Hillary Clinton said some really sensible things yesterday, quoted in today's New York Times. She talked about finding common ground between liberals who favor the legality of abortion and conservatives who don't. And she's 100% right -- there are some things that all reasonable parties to the debate should agree on:
She called on abortion rights advocates and anti-abortion campaigners to form a broad alliance to support sexual education - including abstinence counseling - family planning, and morning-after emergency contraception for victims of sexual assault as ways to reduce unintended pregnancies. "We can all recognize that abortion in many ways represents a sad, even tragic choice to many, many women," Mrs. Clinton told the annual conference of the Family Planning Advocates of New York State. "The fact is that the best way to reduce the number of abortions is to reduce the number of unwanted pregnancies in the first place."
This is the sort of obvious common ground that I've been losing faith in politicians to identify. It's recognizing the common decency in political opponents that can lead to actual positive change in the world. But impressively, the Senator faces an uphill battle even though everyone agrees with her, because now on believes she agrees with them. Americans, see, don't like compromise. And that's what they think they're seeing here. Ah, Senator Clinton says something that sort of has to do with abortion, which Christian groups agree with. She's caving to political pressure! She's being criticized on both sides. Here's the Right:
"I think she's trying to adopt a values-oriented language, but it lacks substance, at least if you compare it to her record," said Tony Perkins, president of the Family Research Council in Washington. "If you look at Senator Clinton's voting record on this issue, it's like Planned Parenthood's condoms - it's defective."
And here's the Left:
"I understood what Senator Clinton meant when she said abortion could be a sad and tragic choice, but we see women express relief more than anything else that they have the freedom to choose," said Martha Stahl, director for public relations and marketing for Northern Adirondack Planned Parenthood. "Mrs. Clinton really seemed to be reaching out here."
Both criticisms miss the point; Ms. Stahl, she's not saying anything about limiting abortion rights. Mr. Perkins, she's not claiming to be pro-life. That's *not* a common-ground. She's talking about something else -- something that *is* a common ground. If you think that it's bad when young women end up in unwanted pregnancies, then that's one issue you agree with the Senator on. And maybe if you'll open your eyes, you'll see it's an issue you agree with the people on the other side of the aisle on.

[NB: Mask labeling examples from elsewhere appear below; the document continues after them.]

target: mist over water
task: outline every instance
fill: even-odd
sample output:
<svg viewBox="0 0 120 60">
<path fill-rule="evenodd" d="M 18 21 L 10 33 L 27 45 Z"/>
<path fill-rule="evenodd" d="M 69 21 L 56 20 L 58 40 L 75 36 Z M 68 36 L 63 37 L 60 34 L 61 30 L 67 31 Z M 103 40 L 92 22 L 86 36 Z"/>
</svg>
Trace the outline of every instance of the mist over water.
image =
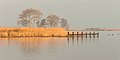
<svg viewBox="0 0 120 60">
<path fill-rule="evenodd" d="M 1 38 L 0 60 L 119 60 L 120 32 L 99 37 Z"/>
</svg>

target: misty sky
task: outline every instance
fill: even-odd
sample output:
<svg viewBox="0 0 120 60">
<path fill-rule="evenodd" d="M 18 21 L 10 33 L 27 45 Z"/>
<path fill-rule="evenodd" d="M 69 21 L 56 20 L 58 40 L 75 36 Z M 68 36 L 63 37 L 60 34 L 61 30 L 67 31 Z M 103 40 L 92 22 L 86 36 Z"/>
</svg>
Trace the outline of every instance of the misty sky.
<svg viewBox="0 0 120 60">
<path fill-rule="evenodd" d="M 120 28 L 120 0 L 0 0 L 0 26 L 16 26 L 26 8 L 64 17 L 72 28 Z"/>
</svg>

  1. Abortion is one of those subjects where people who have any opinion at all tend to feel so strongly about it that any conciliatory language feels threatening to them. If you believe abortion is the mass-marketed murder of tiny helpless babies, then if anyone says anything remotely conciliatory about it, you panic. If you believe anti-abortion laws are the first step towards fascist governmental control of women's rights to their own bodies, then if anyone says anything remotely conciliatory about them, you panic. And once you panic, it's all over for rational discourse.

    Ms. Clinton may be cynically trying to have it both ways (much like Kerry on the Iraq war), but her position is exactly right: focus on eradicating the circumstances that cause women to seek abortion, and everybody wins.

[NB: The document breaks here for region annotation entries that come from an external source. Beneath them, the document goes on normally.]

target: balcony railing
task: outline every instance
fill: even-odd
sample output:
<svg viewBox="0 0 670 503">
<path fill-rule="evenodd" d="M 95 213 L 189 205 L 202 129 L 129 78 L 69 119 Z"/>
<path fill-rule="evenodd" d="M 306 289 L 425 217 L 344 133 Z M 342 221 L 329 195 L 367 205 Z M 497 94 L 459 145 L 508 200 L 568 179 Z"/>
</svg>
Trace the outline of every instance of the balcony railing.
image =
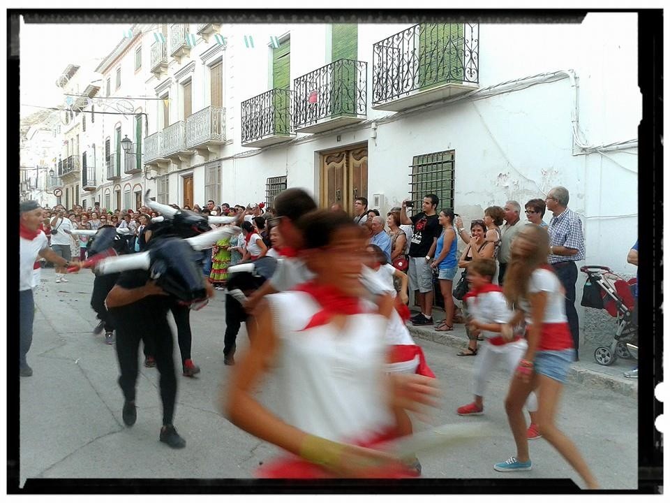
<svg viewBox="0 0 670 503">
<path fill-rule="evenodd" d="M 175 24 L 170 27 L 170 56 L 181 55 L 181 50 L 187 48 L 186 35 L 188 34 L 188 24 Z"/>
<path fill-rule="evenodd" d="M 479 83 L 479 38 L 477 23 L 426 23 L 374 44 L 373 107 L 449 84 L 471 89 Z"/>
<path fill-rule="evenodd" d="M 161 157 L 163 132 L 158 131 L 144 138 L 144 162 L 149 163 Z"/>
<path fill-rule="evenodd" d="M 186 124 L 179 121 L 163 130 L 161 157 L 186 150 Z"/>
<path fill-rule="evenodd" d="M 186 119 L 186 147 L 225 141 L 225 109 L 209 106 Z"/>
<path fill-rule="evenodd" d="M 151 44 L 151 71 L 159 71 L 168 66 L 168 45 L 161 42 Z"/>
<path fill-rule="evenodd" d="M 125 152 L 121 155 L 124 156 L 124 173 L 126 175 L 133 175 L 142 171 L 142 154 L 140 154 L 140 159 L 137 160 L 137 152 L 136 143 L 131 144 L 131 152 L 128 154 Z"/>
<path fill-rule="evenodd" d="M 121 159 L 117 155 L 116 152 L 110 154 L 110 157 L 107 159 L 106 163 L 107 179 L 119 180 L 121 178 Z"/>
<path fill-rule="evenodd" d="M 242 143 L 262 142 L 269 137 L 295 136 L 291 121 L 289 89 L 274 89 L 243 101 Z M 276 143 L 276 142 L 274 142 Z"/>
<path fill-rule="evenodd" d="M 368 64 L 338 59 L 293 80 L 297 131 L 338 117 L 365 118 Z M 313 130 L 313 131 L 315 131 Z"/>
</svg>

  2. Savannah, I think that's largely right, but I don't think this even counts as being concilliatory about abortion. It's more like she's saying, "yeah, we disagree on abortion, but here's this other really important thing we agree on."

    She recognizes that she's still at odds with pro-life groups. She's just pointing to *one respect* in which they shouldn't be at odds.

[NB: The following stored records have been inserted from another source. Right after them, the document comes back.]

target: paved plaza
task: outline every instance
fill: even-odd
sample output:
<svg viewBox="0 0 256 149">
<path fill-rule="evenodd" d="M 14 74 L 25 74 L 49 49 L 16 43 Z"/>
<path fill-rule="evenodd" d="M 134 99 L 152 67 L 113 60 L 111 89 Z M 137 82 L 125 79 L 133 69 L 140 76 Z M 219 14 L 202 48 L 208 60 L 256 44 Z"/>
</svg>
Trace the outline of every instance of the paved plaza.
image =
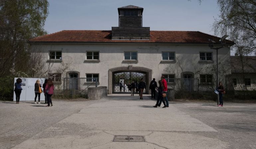
<svg viewBox="0 0 256 149">
<path fill-rule="evenodd" d="M 99 100 L 0 101 L 2 148 L 256 148 L 256 104 L 171 102 L 148 95 Z M 162 107 L 163 105 L 161 106 Z"/>
</svg>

    You're quite right about the panicking, of course -- we just need to recognize that people will panick at anything that even REMOTELY SOUNDS LIKE it might be concilliatory, not only at things that are.

  3. Like Jonathan, I don't think Clinton's words are best seen as concilliatory in the ever-heated debate on abortion rights. I think that she is doing something that may seem as though it were sacrificing some of her Party's prime moral tenets, but only as a result of the stark binary polarization of the federal democratic process that we have seen in recent years. It has become an alien - and instinctively distasteful - practice to reach out in the form of non-partisan teamwork. Sen. Clinton knows that the underlying issues of morallity involved in the issue of abortion will not be cleared up or swayed by any prowess of rhetoric or political charm. She is trying to get the debate focus to an issue that can be agreed upon, and thus acted upon.